The impact of non-thermal electrons on event horizon scale images and spectra of Sgr A*
Abstract
Decomposing an arbitrary electron energy distribution into sums of Maxwellian and power law components is an efficient method to calculate synchrotron emission and absorption. We use this method to study the effect of non-thermal electrons on submm images and spectra of the Galactic center black hole, Sgr A*. We assume a spatially uniform functional form for the electron distribution function and use a semi-analytic radiatively inefficient accretion flow and a 2D general relativistic MHD snapshot as example models of the underlying accretion flow structure. We develop simple analytic models which allow us to generalize from the numerical examples.

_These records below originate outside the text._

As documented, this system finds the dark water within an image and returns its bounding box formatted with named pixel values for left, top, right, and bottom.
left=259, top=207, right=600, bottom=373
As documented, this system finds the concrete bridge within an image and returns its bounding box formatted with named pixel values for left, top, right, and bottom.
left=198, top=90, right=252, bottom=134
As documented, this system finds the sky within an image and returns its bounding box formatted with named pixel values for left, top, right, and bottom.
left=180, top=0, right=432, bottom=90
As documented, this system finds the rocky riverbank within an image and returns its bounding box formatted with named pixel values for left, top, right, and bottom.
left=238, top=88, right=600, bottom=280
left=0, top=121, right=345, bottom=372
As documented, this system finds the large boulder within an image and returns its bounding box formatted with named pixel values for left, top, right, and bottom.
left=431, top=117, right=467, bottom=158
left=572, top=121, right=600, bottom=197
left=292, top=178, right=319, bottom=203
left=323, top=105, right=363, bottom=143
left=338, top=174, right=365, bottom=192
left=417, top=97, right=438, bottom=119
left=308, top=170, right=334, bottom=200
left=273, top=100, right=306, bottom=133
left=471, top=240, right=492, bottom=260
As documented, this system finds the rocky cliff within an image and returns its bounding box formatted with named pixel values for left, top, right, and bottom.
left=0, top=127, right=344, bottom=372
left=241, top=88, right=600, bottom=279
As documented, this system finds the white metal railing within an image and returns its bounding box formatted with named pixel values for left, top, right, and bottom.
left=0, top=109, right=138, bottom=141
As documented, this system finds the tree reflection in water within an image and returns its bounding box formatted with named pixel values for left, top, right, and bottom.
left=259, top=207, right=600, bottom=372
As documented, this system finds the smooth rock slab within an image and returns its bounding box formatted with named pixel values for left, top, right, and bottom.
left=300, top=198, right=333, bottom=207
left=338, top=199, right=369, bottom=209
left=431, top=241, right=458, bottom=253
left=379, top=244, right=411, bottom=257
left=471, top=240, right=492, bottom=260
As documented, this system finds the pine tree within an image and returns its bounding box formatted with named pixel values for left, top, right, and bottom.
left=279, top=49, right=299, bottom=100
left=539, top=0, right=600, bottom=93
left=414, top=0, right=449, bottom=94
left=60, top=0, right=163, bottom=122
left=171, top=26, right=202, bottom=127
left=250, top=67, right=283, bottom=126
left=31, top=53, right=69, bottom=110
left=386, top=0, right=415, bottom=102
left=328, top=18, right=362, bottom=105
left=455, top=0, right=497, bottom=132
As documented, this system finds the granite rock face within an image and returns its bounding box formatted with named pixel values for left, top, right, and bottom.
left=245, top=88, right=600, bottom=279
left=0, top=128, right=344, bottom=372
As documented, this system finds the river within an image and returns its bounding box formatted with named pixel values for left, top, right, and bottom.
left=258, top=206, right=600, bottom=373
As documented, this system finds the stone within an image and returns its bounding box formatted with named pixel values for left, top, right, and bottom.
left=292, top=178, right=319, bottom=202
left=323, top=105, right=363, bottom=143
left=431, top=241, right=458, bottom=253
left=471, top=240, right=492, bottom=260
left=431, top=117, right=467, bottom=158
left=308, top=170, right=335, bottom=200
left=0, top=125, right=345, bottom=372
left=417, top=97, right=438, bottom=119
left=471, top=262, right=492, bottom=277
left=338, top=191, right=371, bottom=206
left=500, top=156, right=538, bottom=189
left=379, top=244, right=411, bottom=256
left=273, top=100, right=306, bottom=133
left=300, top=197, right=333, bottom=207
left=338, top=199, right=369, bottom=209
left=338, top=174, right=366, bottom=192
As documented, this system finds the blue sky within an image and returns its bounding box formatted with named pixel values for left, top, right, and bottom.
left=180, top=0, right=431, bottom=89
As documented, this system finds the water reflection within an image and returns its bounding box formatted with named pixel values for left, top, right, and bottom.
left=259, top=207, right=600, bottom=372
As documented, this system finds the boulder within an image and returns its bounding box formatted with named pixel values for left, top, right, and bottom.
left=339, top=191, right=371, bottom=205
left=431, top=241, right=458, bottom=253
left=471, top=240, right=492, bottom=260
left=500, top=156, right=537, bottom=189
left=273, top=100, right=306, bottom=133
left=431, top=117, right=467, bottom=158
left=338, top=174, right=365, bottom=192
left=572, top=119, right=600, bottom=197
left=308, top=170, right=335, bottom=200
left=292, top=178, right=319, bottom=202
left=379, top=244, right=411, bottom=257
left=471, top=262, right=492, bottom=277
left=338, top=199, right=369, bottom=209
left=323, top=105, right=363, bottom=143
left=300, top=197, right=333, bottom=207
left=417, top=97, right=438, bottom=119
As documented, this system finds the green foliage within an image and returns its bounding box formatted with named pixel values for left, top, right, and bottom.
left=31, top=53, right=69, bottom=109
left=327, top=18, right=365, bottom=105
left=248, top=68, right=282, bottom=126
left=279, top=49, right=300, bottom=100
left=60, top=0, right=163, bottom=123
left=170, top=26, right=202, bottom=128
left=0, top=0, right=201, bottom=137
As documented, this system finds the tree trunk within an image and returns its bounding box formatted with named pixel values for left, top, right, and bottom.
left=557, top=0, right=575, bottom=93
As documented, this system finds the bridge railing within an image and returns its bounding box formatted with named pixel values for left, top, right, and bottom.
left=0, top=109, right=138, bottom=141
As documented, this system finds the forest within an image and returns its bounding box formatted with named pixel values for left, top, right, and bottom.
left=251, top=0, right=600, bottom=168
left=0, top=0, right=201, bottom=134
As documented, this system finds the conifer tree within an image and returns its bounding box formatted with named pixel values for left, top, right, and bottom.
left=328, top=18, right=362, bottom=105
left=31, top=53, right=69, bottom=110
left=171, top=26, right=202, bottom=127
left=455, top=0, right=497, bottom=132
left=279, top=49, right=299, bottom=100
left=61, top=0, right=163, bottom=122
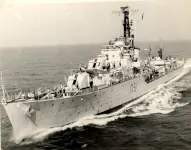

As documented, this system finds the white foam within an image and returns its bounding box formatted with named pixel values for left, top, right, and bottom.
left=16, top=59, right=191, bottom=144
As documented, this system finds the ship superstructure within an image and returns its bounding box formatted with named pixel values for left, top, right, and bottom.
left=3, top=6, right=184, bottom=137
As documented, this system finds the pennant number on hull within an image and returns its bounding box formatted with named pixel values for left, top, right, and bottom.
left=130, top=83, right=137, bottom=93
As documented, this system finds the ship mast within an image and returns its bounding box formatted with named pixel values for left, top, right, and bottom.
left=121, top=6, right=134, bottom=48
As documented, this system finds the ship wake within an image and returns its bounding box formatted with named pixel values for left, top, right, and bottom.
left=13, top=61, right=191, bottom=144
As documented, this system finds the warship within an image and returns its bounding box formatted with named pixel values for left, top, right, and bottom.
left=2, top=6, right=184, bottom=135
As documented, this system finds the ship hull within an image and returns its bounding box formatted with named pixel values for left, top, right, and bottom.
left=3, top=67, right=183, bottom=135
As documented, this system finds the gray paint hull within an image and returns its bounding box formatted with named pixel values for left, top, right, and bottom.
left=4, top=67, right=183, bottom=135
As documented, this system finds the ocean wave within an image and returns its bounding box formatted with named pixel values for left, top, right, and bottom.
left=12, top=60, right=191, bottom=145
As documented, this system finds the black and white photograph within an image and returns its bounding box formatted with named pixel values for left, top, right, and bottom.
left=0, top=0, right=191, bottom=150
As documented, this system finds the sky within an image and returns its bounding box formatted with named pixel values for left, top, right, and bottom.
left=0, top=0, right=191, bottom=47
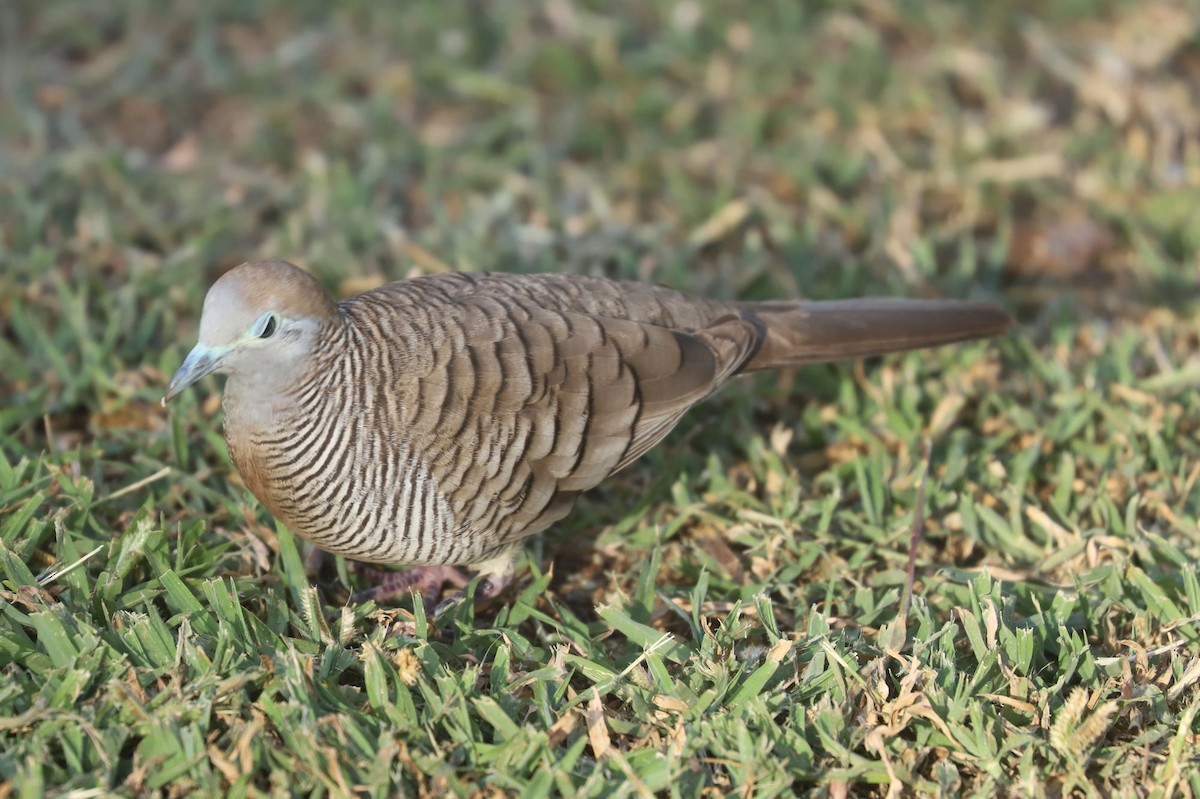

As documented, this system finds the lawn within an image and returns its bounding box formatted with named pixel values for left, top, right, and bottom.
left=0, top=0, right=1200, bottom=799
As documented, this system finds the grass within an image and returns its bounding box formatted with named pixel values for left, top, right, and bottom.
left=0, top=0, right=1200, bottom=797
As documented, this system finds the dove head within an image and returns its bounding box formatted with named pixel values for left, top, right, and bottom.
left=162, top=260, right=340, bottom=404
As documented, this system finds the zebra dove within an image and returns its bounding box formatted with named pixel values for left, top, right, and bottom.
left=163, top=262, right=1010, bottom=611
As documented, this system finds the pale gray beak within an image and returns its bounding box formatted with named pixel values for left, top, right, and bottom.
left=162, top=344, right=227, bottom=408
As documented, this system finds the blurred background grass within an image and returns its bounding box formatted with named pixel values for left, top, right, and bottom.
left=0, top=0, right=1200, bottom=795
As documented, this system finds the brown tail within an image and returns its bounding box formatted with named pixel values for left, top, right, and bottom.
left=742, top=299, right=1013, bottom=372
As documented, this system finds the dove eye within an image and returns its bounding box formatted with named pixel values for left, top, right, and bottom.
left=254, top=313, right=280, bottom=338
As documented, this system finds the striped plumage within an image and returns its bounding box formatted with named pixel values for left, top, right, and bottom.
left=167, top=262, right=1009, bottom=607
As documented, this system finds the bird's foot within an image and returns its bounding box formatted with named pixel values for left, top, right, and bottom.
left=430, top=571, right=512, bottom=619
left=347, top=563, right=468, bottom=609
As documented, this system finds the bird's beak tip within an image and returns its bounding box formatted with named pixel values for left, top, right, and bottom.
left=161, top=344, right=224, bottom=408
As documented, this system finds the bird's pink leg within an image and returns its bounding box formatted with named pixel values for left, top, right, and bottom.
left=347, top=561, right=468, bottom=612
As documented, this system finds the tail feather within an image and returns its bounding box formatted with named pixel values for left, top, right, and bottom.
left=742, top=299, right=1013, bottom=372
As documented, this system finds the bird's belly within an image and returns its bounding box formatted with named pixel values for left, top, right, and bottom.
left=230, top=427, right=492, bottom=565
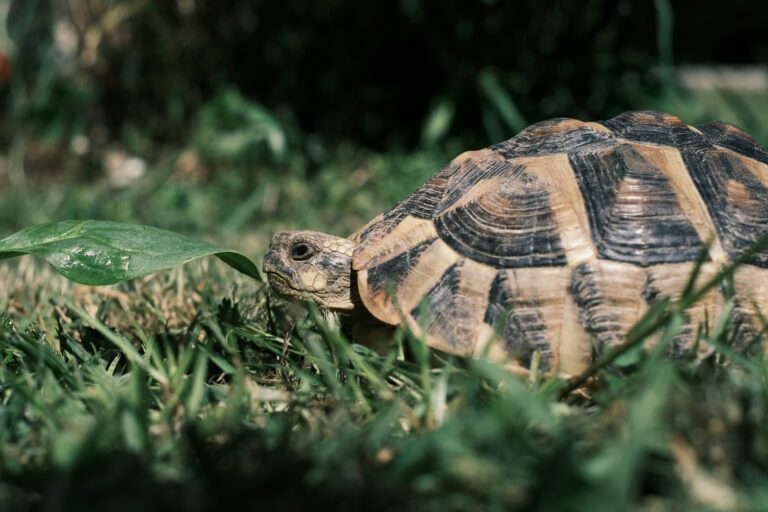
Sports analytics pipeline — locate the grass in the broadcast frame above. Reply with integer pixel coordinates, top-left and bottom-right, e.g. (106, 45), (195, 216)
(0, 86), (768, 512)
(0, 222), (768, 511)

A high energy electron component containing a small fraction (few per cent) of the total internal energy (e.g. a "power law tail") can produce a diffuse halo of emission, which modifies the observed image size and structure. A population of hot electrons with a larger energy fraction (e.g. resulting from a diffusion in electron energy space) can dominate the emission, so that the observed images and spectra are well approximated by considering only a single thermal component for a suitable choice of the electron temperature. We discuss the implications of these results for estimating accretion flow or black hole parameters from images and spectra, and for the identification of the black hole "shadow" in future mm-VLBI data. In particular, the location of the first minimum in visibility profiles does not necessarily correspond to the shadow size as sometimes assumed.